• £7.5m lost in Icelandic banking collapse

  • Fears over the safety of surpluses from Treasury claw-backs

  • But opportunities for vertical integration

Foundation trusts were the first to be hit by the economic crisis last week when the Christie and Central and North West London foundation trusts each lost£1m in NHS funds in the Icelandic banking collapse.

Both had banked their surpluses with Kaupthing Singer and Friedlander, which was taken into administration last week. Central and North West London chief executive Claire Murdoch said: "We made all our decisions in line with Treasury and Monitor guidance." The foundation had made deposits in September and the Christie in July. Both are fighting to get the funds back but say the lost deposits represent a small proportion of surpluses.
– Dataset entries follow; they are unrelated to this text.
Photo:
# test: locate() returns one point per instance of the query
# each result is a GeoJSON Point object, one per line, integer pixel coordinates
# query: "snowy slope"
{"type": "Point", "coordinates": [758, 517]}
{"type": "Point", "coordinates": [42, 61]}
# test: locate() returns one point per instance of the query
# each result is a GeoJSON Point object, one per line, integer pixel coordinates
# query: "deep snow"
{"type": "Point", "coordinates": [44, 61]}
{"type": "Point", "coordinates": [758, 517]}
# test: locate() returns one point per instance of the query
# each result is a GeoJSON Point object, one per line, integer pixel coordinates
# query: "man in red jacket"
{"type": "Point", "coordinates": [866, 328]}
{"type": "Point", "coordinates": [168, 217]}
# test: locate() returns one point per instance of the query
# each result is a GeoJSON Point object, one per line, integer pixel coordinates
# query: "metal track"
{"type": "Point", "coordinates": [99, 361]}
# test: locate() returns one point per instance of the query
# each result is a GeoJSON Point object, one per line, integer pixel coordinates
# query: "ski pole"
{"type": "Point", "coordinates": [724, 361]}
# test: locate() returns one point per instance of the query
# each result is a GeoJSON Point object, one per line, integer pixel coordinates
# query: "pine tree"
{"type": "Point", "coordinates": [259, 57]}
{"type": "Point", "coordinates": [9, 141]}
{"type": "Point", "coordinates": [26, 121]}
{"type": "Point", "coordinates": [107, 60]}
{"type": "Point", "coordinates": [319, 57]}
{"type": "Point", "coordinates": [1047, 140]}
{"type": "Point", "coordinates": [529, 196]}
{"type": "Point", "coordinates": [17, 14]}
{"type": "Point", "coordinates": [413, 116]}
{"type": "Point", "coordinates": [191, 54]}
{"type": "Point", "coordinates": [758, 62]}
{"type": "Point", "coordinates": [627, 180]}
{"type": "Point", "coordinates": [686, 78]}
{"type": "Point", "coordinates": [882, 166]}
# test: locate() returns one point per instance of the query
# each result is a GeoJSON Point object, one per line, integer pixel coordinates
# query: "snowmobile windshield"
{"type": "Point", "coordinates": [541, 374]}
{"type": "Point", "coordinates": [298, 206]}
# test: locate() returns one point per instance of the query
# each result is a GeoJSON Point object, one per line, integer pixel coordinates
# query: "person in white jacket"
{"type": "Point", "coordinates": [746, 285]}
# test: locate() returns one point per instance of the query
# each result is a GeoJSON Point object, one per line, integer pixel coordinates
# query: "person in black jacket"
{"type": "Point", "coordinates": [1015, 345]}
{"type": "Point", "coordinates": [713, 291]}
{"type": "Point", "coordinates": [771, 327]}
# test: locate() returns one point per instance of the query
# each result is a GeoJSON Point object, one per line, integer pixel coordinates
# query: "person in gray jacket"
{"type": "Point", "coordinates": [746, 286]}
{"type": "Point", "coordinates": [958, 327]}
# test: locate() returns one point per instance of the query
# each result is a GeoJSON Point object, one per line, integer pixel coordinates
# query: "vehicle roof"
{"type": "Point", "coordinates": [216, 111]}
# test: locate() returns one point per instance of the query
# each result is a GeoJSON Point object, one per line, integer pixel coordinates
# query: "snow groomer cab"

The economic crisis has created renewed fears of government claw-backs of foundation trust surpluses, which totalled£2.5bn in June. That month, NHS chief executive David Nicholson told the public accounts committee that foundations are still "subject to Treasury rules, which are very clear about taking account of the impact on the wider public sector finances".

Expected NHS funding cuts could compel primary care trusts to reconsider foundation proposals to invest in primary care. Until now, many PCTs have viewed "vertical integration" as problematic as it could be used to propel more patients into high cost acute care.